Commerces, ça ferme, on ouvre
Personne ne peut nier la formidable dynamique immobilière qui voit émerger un quartier à la new-yorkaise du fort Saint Jean à Arenc. On imagine au niveau des promoteurs sans doute une nouvelle population dans ces périmètres autrefois associés à des coupe-gorges ou au carrefour de tous les désespoirs. C’est un pari. Audacieux. Plus encore celui qui voit des bas de portes transformés en autant de boutiques présupposant une clientèle et de chalands présents 24h sur 24. Tel n’est pas le cas même si on nous annonce un nouveau programme ambitieux pour 2018 sur les anciens locaux historiques (1928) de la RTM. On parle encore de magasins.

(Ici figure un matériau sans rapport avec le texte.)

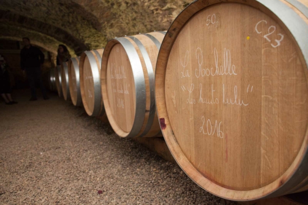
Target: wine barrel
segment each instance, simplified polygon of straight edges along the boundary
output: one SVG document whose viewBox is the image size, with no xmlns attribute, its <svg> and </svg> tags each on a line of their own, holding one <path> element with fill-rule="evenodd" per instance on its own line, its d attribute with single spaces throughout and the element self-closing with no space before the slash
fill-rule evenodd
<svg viewBox="0 0 308 205">
<path fill-rule="evenodd" d="M 296 5 L 307 4 L 224 2 L 192 2 L 162 44 L 155 93 L 166 142 L 221 197 L 307 190 L 308 15 Z"/>
<path fill-rule="evenodd" d="M 61 67 L 60 66 L 56 66 L 54 68 L 54 73 L 55 76 L 55 86 L 56 90 L 59 97 L 63 96 L 62 92 L 62 84 L 61 80 Z"/>
<path fill-rule="evenodd" d="M 70 99 L 68 79 L 68 62 L 63 62 L 61 67 L 61 85 L 62 93 L 65 100 Z"/>
<path fill-rule="evenodd" d="M 68 61 L 69 92 L 72 102 L 75 106 L 80 106 L 82 102 L 79 80 L 79 60 L 80 57 L 73 57 Z"/>
<path fill-rule="evenodd" d="M 101 64 L 103 49 L 85 51 L 80 56 L 79 72 L 81 98 L 89 116 L 104 114 L 101 89 Z"/>
<path fill-rule="evenodd" d="M 155 99 L 157 55 L 165 32 L 113 39 L 102 62 L 106 113 L 122 137 L 153 137 L 160 133 Z"/>
</svg>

Lorsque l’on sait qu’aux Terrasses du port un turn-over d’enseignes est déjà engagé, que celles des Docks crient aujourd’hui misère malgré l’excellente réputation internationale de cet espace magnifique, que du côté des Halles, à proximité du Mucem, on peut lire depuis plus de deux ans que l’ouverture de certaines unités est pour « bientôt »… on est en droit d’être sceptique sur la finalité du projet global. La question est posée : où le bât blesse ? Peut-être là même où, il y a cent ans, le projet de rénovation de la rue de la république a échoué. Les Marseillais ne vont pas toujours où on les attend.
La L2, on y est… presque
C’est prévu pour la fin du mois. Huit semaines de retard c’est rien lorsqu’on a attendu 80 ans. La L2 devrait enfin permettre aux transhumants de l’est de rejoindre le nord de la ville sans s’enferrer dans le centre et vice et versa. On nous annonce aussi sous la houlette de Jean Faucheur, des graffitis de bonne facture pour recouvrir les milliers de tags qui ont fleuri les bordures de l’artère avant même qu’elle soit ouverte. Tout cela est réjouissant d’autant que le tunnel Prado Carénage, longtemps boudé par les automobilistes, frôle désormais à certaines heures la thrombose. Peut-on maintenant espérer une vraie réflexion sur l’omnipotence du tout-voiture dans une métropole réputée pour son taux de pollution. Et ne pas attendre 80 ans pour éveiller les consciences et retrouver ses esprits.
Un trou de verdure
C’est un trou de verdure dans les contreforts de la Gineste. Cela tombe bien puisqu’on y apprend aux enfants Le dormeur du val. Le cantique des cantiques pour ceux qui s’opposent à la guerre, à la barbarie, à la violence. Ces mêmes petits, sous l’œil vigilant des « tatas » et des « maîtresses » ont été conviés à un exercice. Une sorte de répétition générale au cas où surviendrait un attentat. Marcel Ruffo le pédopsychiatre reçoit de plus en plus de jeunes sujets – à Nice et ici aussi – qui sont troublés par les horreurs que, depuis plus d’un an, la télévision leur sert lorsque les parents ne sont pas attentifs et qu’ils quittent pour quelques secondes leurs dessins animés. Dans cette école au bord de la route qui conduit à Luminy les enfants ont appréhendé avec angoisse le nécessaire exercice auquel on les a conviés. Et ils comprennent désormais pourquoi le dormeur dont parle Rimbaud a « deux trous rouges au côté droit ».